BRUSSELS — Some 50 countries have signed up to attend a family planning conference in Brussels aimed at making up the gap left by President Donald Trump's ban on U.S. funding to groups linked to abortion, organizers said Wednesday.

The participants agreed to attend the conference scheduled for Thursday on short notice and will discuss using pledges from other nations and the private sector to "make sure that the impact on the field is completely taken away," Belgian Vice Premier Alexander De Croo said.

"This should not be a moment where we are taking steps back into the Dark Ages for women and girls," De Croo said.

Trump's decision, one of his first acts as president, withholds about half a billion dollars a year from international groups that perform abortions or provide information about abortions. Officials in many European nations and around the world say the move will hurt women and girls who need family planning most.

"This is 50 countries saying, 'Let's roll up our sleeves and let's stand for the values we think are important,'" De Croo said.

Belgium and several other countries already have committed to contributing at least 10 million euros each.
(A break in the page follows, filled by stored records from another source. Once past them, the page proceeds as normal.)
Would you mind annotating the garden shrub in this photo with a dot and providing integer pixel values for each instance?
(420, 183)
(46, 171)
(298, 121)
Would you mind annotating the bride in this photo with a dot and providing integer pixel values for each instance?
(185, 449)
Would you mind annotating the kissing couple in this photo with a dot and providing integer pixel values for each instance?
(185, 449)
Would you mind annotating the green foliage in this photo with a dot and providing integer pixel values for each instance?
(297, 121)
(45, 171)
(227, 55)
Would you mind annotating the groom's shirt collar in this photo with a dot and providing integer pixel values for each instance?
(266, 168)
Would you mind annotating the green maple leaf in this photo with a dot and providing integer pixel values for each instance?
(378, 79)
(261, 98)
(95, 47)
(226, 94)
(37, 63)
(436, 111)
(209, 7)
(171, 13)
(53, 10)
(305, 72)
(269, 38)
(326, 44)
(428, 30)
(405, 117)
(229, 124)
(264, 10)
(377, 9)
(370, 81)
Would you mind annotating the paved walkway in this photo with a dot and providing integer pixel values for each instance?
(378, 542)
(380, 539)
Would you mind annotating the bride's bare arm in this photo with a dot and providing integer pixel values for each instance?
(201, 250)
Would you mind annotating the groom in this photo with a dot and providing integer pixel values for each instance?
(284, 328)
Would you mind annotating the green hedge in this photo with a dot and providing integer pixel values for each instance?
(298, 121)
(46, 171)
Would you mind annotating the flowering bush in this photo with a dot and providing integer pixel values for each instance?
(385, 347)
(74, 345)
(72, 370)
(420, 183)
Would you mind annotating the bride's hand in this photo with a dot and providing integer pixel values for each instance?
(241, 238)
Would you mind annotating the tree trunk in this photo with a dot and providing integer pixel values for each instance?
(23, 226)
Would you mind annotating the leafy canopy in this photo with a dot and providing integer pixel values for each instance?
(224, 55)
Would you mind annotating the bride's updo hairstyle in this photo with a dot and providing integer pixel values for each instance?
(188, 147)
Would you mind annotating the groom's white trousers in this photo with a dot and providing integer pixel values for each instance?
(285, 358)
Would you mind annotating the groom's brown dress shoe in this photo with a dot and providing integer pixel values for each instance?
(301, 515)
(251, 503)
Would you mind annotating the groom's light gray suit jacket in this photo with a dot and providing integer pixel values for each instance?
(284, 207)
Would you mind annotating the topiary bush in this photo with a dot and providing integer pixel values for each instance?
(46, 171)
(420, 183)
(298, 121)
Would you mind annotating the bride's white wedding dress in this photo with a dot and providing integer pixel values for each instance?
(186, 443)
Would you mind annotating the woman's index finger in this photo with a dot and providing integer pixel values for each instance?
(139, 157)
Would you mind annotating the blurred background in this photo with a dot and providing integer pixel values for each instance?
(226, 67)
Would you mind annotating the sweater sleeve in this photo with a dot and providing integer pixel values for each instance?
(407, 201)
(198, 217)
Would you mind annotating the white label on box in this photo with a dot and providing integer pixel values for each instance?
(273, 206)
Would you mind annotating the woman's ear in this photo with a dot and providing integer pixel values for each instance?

Beyond governments, philanthropists and private donors will be asked to contribute at the conference.

Outside of many European nations, Canada, African and Asian countries will also have representatives at the conference, as will the European Union and the United Nations.

Swedish Vice Premier Isabella Lovin told the AP that even though maternal mortality rates have declined by almost half in the last generation, "every second minute a woman or a girl dies in the world due to pregnancy."

"The important thing now is what we can do as a progressive alliance of countries and organizations that want to do more and to make sure that we do not (go) back on progress that has been done," Lovin said.

The U.S. ban on funding to organizations that perform abortions or discuss the procedure with clients has been instituted by Republican administrations and rescinded by Democratic ones since 1984.

Former President Barack Obama last lifted it in 2009. But Trump significantly expanded it in an executive order he signed on his first full day in office.

Instead of containing abortions, the move would increase dangerous pregnancy terminations, Lovin and De Croo said.

De Croo insisted that he was not putting up a defense of abortion, per se.

"To be clear, any abortion that takes place is one too many," he said. "But if it has to take place, then I think it should be available, and it should be available in a safe way."